O Jesus Nazareno é: Humano, não apenas na aparência, mas um humano completo, com suas emoções, sentimentos e vontades. Foi bebê, dependente de sua mãe, necessitou de todos os cuidados que uma criança de colo precisa para sua subsistência; com o passar dos anos desenvolveram-se os seus sentidos, aprendeu a andar, falar, se comunicar expressivamente e por mais desagradável que possa parecer para muita gente Yeshua brincou com amigos e primos, aprendeu a compartilhar, provavelmente caiu algumas vezes, levantou-se outras tantas e até chegar ao Rio Jordão para ser batizado por João, O Cordeiro de Deus que tirou os pecados do mundo era um anônimo. Ninguém a não ser João Batista seria capaz de reconhecê-lo. Após descer às águas, O Consolador manifestou-se descendo sobre Jesus em forma corpórea de pomba, ainda sim Yeshua permaneceu: Humano. E cada vez que Ele se aproximava da conclusão de sua missão sua humanidade se tornava mais forte. Se não ensinarmos nossa espécie; ela não aprenderá, se não for ensinada, a andar, falar, comer dificilmente aprenderá. Então a humanidade em questão só é evidente quando temos a capacidade de reconhecer semelhantes e valorizar a vida que tão graciosamente nos foi dada.

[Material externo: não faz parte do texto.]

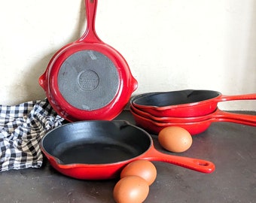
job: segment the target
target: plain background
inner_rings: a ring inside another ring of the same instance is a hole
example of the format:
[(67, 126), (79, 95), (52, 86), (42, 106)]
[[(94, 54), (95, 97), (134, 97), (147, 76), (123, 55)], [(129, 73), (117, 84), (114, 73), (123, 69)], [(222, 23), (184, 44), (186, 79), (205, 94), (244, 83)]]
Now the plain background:
[[(0, 0), (0, 104), (41, 99), (38, 79), (85, 29), (84, 0)], [(256, 1), (99, 0), (96, 32), (126, 59), (134, 95), (184, 89), (256, 92)], [(254, 101), (226, 110), (255, 110)]]

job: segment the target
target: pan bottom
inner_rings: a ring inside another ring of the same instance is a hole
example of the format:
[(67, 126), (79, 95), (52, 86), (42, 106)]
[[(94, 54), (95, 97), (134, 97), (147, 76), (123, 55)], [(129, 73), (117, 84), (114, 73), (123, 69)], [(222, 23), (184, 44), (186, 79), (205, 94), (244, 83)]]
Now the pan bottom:
[(87, 142), (58, 146), (54, 156), (63, 164), (110, 164), (134, 158), (141, 153), (127, 145)]

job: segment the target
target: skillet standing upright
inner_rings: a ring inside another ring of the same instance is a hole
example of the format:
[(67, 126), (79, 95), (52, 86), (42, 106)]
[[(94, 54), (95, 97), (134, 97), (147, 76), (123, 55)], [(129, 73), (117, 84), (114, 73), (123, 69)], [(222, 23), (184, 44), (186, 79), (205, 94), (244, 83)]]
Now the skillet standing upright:
[(138, 83), (124, 58), (95, 31), (97, 0), (85, 0), (87, 29), (50, 59), (39, 84), (53, 109), (69, 121), (112, 120)]

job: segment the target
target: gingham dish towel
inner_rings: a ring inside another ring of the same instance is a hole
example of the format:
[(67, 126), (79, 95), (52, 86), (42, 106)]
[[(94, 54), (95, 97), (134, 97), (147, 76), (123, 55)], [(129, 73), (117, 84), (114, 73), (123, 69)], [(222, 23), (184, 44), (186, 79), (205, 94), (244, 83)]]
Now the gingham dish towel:
[(63, 120), (47, 99), (0, 105), (0, 171), (40, 168), (41, 138)]

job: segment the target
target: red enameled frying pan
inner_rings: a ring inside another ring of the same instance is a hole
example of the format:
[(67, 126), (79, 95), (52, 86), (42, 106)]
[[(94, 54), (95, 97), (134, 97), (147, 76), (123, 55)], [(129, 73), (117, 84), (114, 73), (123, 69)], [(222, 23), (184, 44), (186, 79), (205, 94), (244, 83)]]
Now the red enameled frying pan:
[(256, 99), (256, 93), (224, 95), (212, 90), (185, 89), (142, 94), (131, 102), (136, 108), (155, 117), (191, 117), (212, 113), (220, 102), (248, 99)]
[(97, 0), (85, 0), (87, 29), (50, 59), (39, 84), (53, 109), (69, 121), (111, 120), (137, 88), (124, 58), (96, 33)]
[(145, 130), (148, 131), (154, 135), (158, 135), (158, 133), (164, 128), (168, 126), (179, 126), (181, 127), (187, 132), (191, 135), (195, 135), (205, 132), (213, 122), (230, 122), (236, 123), (238, 124), (248, 125), (251, 126), (256, 126), (255, 122), (251, 121), (244, 121), (236, 119), (228, 119), (228, 118), (210, 118), (204, 120), (196, 121), (196, 122), (169, 122), (169, 123), (158, 123), (149, 120), (148, 118), (143, 117), (137, 114), (136, 114), (133, 110), (130, 110), (132, 114), (133, 115), (134, 120), (136, 125)]
[(41, 148), (51, 165), (78, 179), (118, 177), (128, 163), (137, 159), (172, 163), (203, 173), (212, 173), (209, 161), (157, 151), (150, 135), (123, 120), (73, 122), (49, 132)]
[(135, 108), (133, 105), (130, 105), (130, 108), (133, 110), (134, 113), (137, 114), (138, 115), (158, 123), (188, 123), (201, 121), (212, 118), (226, 118), (233, 119), (237, 121), (242, 120), (249, 122), (251, 123), (256, 123), (256, 116), (250, 114), (230, 113), (224, 111), (221, 111), (218, 107), (217, 109), (213, 113), (211, 113), (205, 116), (194, 117), (157, 117), (152, 116), (151, 114), (144, 112), (142, 111), (140, 111), (139, 109)]

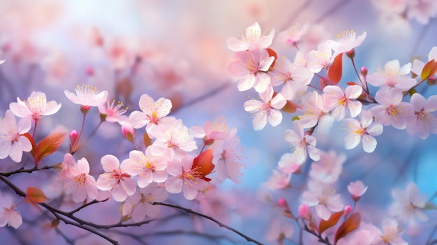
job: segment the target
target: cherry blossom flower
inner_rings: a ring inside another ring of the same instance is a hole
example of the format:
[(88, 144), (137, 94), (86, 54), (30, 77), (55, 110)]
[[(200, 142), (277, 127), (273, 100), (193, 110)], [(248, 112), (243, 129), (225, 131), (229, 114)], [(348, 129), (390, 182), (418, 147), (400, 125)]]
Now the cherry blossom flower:
[(45, 94), (33, 91), (27, 101), (22, 101), (17, 98), (17, 102), (9, 104), (10, 110), (18, 117), (31, 117), (34, 121), (38, 121), (43, 116), (56, 113), (61, 108), (61, 104), (52, 101), (47, 101)]
[(275, 61), (269, 74), (272, 86), (282, 85), (281, 94), (287, 100), (295, 98), (299, 89), (309, 84), (313, 78), (313, 73), (308, 68), (293, 64), (285, 57)]
[(350, 182), (348, 186), (348, 191), (352, 196), (352, 199), (357, 202), (362, 195), (367, 191), (367, 186), (364, 186), (364, 184), (361, 180), (357, 180), (355, 182)]
[(428, 217), (423, 211), (427, 205), (427, 197), (419, 193), (419, 188), (414, 183), (409, 183), (406, 190), (395, 188), (392, 191), (394, 202), (389, 209), (389, 214), (399, 221), (415, 223), (415, 219), (427, 221)]
[(8, 225), (18, 228), (23, 221), (21, 215), (15, 210), (17, 206), (13, 203), (12, 196), (0, 193), (0, 227)]
[(317, 125), (320, 132), (327, 133), (332, 126), (334, 118), (326, 111), (323, 97), (313, 91), (308, 93), (303, 101), (303, 104), (297, 108), (304, 113), (299, 116), (299, 121), (303, 127), (307, 128)]
[(383, 133), (384, 128), (381, 124), (372, 124), (373, 115), (369, 111), (364, 110), (358, 117), (360, 121), (352, 118), (343, 120), (349, 128), (349, 134), (344, 138), (344, 146), (347, 149), (355, 148), (362, 139), (364, 151), (373, 152), (377, 144), (373, 136)]
[(153, 125), (158, 125), (161, 119), (167, 116), (172, 109), (170, 100), (160, 98), (155, 101), (147, 94), (141, 96), (139, 105), (142, 112), (132, 112), (129, 115), (129, 120), (135, 128), (140, 128), (147, 125), (147, 131)]
[(202, 179), (198, 169), (192, 168), (194, 157), (185, 155), (179, 160), (177, 158), (168, 163), (167, 172), (172, 175), (165, 181), (165, 189), (170, 193), (184, 193), (187, 200), (193, 200), (199, 191), (208, 186), (208, 182)]
[(437, 2), (433, 0), (409, 0), (407, 17), (427, 24), (429, 19), (437, 16)]
[[(164, 188), (158, 188), (156, 183), (151, 183), (128, 197), (126, 203), (123, 206), (123, 215), (130, 214), (133, 222), (141, 222), (146, 216), (156, 217), (161, 211), (161, 206), (154, 205), (153, 203), (163, 202), (168, 198), (168, 192)], [(133, 206), (130, 211), (125, 210), (126, 205)]]
[(96, 199), (98, 191), (96, 186), (96, 179), (89, 175), (89, 164), (85, 158), (77, 161), (77, 165), (67, 175), (64, 185), (66, 194), (73, 195), (73, 200), (77, 202), (83, 202), (87, 195), (91, 200)]
[(246, 29), (246, 36), (242, 40), (232, 37), (228, 38), (228, 47), (234, 51), (245, 51), (249, 49), (264, 49), (269, 47), (273, 41), (274, 29), (267, 36), (261, 34), (261, 27), (258, 22), (254, 22)]
[(354, 30), (341, 31), (336, 35), (336, 40), (332, 42), (332, 47), (334, 51), (332, 56), (335, 57), (339, 54), (353, 50), (362, 43), (366, 38), (366, 31), (364, 31), (362, 34), (356, 37)]
[(66, 90), (64, 94), (71, 102), (86, 109), (103, 104), (108, 99), (108, 91), (99, 93), (96, 87), (90, 84), (77, 85), (75, 90), (75, 94), (68, 90)]
[(331, 64), (334, 57), (332, 56), (332, 41), (328, 40), (320, 43), (317, 50), (311, 50), (308, 53), (306, 68), (311, 73), (317, 73)]
[(309, 176), (320, 183), (334, 183), (343, 170), (346, 156), (344, 154), (337, 156), (334, 151), (320, 151), (320, 160), (311, 164)]
[(430, 133), (437, 133), (437, 117), (432, 113), (437, 110), (437, 96), (431, 96), (427, 100), (420, 94), (415, 93), (410, 103), (414, 107), (414, 114), (407, 119), (407, 132), (410, 135), (417, 133), (422, 140)]
[(128, 117), (124, 115), (128, 108), (122, 108), (123, 106), (124, 106), (122, 102), (119, 101), (116, 104), (115, 100), (113, 100), (112, 102), (110, 103), (110, 101), (107, 100), (106, 103), (103, 103), (98, 106), (101, 117), (104, 118), (106, 121), (121, 124), (123, 121), (128, 120)]
[(264, 128), (267, 121), (274, 127), (278, 126), (282, 121), (281, 109), (286, 105), (287, 101), (281, 94), (276, 94), (274, 96), (272, 87), (260, 93), (260, 97), (263, 102), (250, 100), (244, 103), (244, 110), (253, 114), (253, 129), (259, 131)]
[(239, 80), (238, 90), (246, 91), (253, 87), (261, 93), (270, 84), (270, 76), (267, 73), (274, 61), (265, 50), (255, 49), (234, 54), (237, 59), (228, 67), (229, 73)]
[(319, 151), (316, 148), (316, 138), (305, 135), (304, 128), (299, 121), (294, 121), (293, 130), (286, 130), (283, 136), (292, 148), (292, 158), (296, 163), (304, 163), (308, 155), (313, 161), (320, 159)]
[(105, 155), (101, 162), (105, 173), (98, 176), (96, 185), (99, 190), (110, 191), (117, 202), (124, 201), (128, 195), (136, 191), (135, 181), (127, 173), (126, 162), (120, 165), (119, 159), (112, 155)]
[(387, 218), (383, 221), (383, 231), (380, 237), (385, 244), (407, 245), (401, 237), (402, 232), (399, 230), (398, 222), (395, 218)]
[(384, 70), (367, 75), (367, 82), (376, 87), (387, 87), (398, 88), (406, 91), (415, 85), (417, 81), (409, 76), (411, 70), (411, 63), (401, 67), (399, 61), (394, 59), (390, 61), (384, 66)]
[(375, 98), (379, 105), (370, 109), (375, 117), (375, 122), (405, 129), (407, 119), (414, 113), (414, 107), (410, 103), (402, 102), (403, 96), (402, 92), (398, 89), (378, 90)]
[(302, 193), (302, 200), (309, 207), (316, 206), (316, 214), (320, 218), (326, 221), (331, 216), (331, 211), (343, 210), (340, 194), (329, 185), (310, 179), (307, 186), (308, 190)]
[[(431, 49), (428, 54), (428, 61), (431, 60), (437, 61), (437, 47), (434, 46)], [(424, 67), (425, 67), (425, 63), (422, 61), (415, 59), (413, 61), (413, 66), (411, 66), (411, 72), (415, 75), (420, 75)], [(431, 74), (434, 75), (434, 74)]]
[(362, 93), (358, 85), (348, 86), (343, 90), (338, 86), (326, 86), (323, 89), (325, 110), (331, 111), (335, 120), (340, 121), (346, 116), (346, 109), (349, 110), (350, 117), (357, 117), (361, 112), (362, 105), (356, 101)]
[(23, 151), (32, 150), (32, 144), (23, 134), (29, 132), (32, 121), (30, 117), (23, 117), (18, 124), (15, 116), (10, 110), (6, 110), (5, 117), (0, 120), (0, 159), (8, 156), (16, 162), (20, 163)]
[(121, 165), (128, 174), (137, 177), (138, 186), (145, 188), (152, 182), (162, 183), (167, 179), (168, 157), (165, 153), (152, 144), (146, 149), (145, 155), (140, 151), (131, 151), (129, 158)]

O Jesus da Bíblia aprendeu através daquilo que sofreu e assim pode confortar, consolar e amparar aqueles que sofrem. Ele não estava preocupado com quantas cabeças estavam em suas pregações, nem com qual sermão seria o próximo, mas desejava estar perto das pessoas, queria saber quando iam comer, se estava tarde para irem para casa, tocava e era tocado, quando tentavam importunar os pequeninos dizia: “Não os impeçam de virem a mim” Quando constrangiam a pecadora que destemida derramava perfume sobre ele à vista dos hipócritas Ele ordenava: “não a incomodeis” Em Naim, O Mestre moveu-se de íntima compaixão por aquela viúva e assim lhe confortou: “Não chores” e em seguida devolveu-lhe o filho, e  mesmo sendo o único entre todos a estar sem pecados; ao invés de condenar a mulher pecadora Ele disse: “Nem eu te condeno, vai-te e não peques mais”.  Amava seus discípulos não por aquilo que realizavam, mas por quem eles eram. Não precisaram convencer-Lhe de que estavam prontos, o Mestre conhecia o ponto certo, demonstrações de poder nunca impressionaram a Jesus, o poder jamais Lhe causou admiração; apenas a fé o deixava estupefato. Os discípulos estavam envolvidos em disputas internas, tinham inúmeros preconceitos e queriam fazer do Cristo seu salvador particular e restrito,  mas o Mestre nunca desistiu de nenhum deles, reforçou-lhes a confiança no Propósito até o último momento. Jesus Cristo ao longo de sua trajetória, foi implacável apenas em duas frentes de combate: contra a hiprocrisia, pois esta veda o arrependimento; fazendo com que os homens se convertam em ídolos e contra o medo, este confere ao homem um sentimento equivocado sobre a obediência e lhe impede que conheça a alegria advinda da obediência gerada pelo amor. Jesus nunca permitiu que lhe pusessem num estandarte, o mais semelhante que recebera fora a cruz, sua calçada da fama era a via crucis. e por meio do Seu próprio Sangue assinou no coração daqueles O receberam a liberação para que fossem novamente exatamente como o Pai sempre desejou: Coroa da criação, a tornar-se mais do que uma alma vivente, mas espírito vivificante!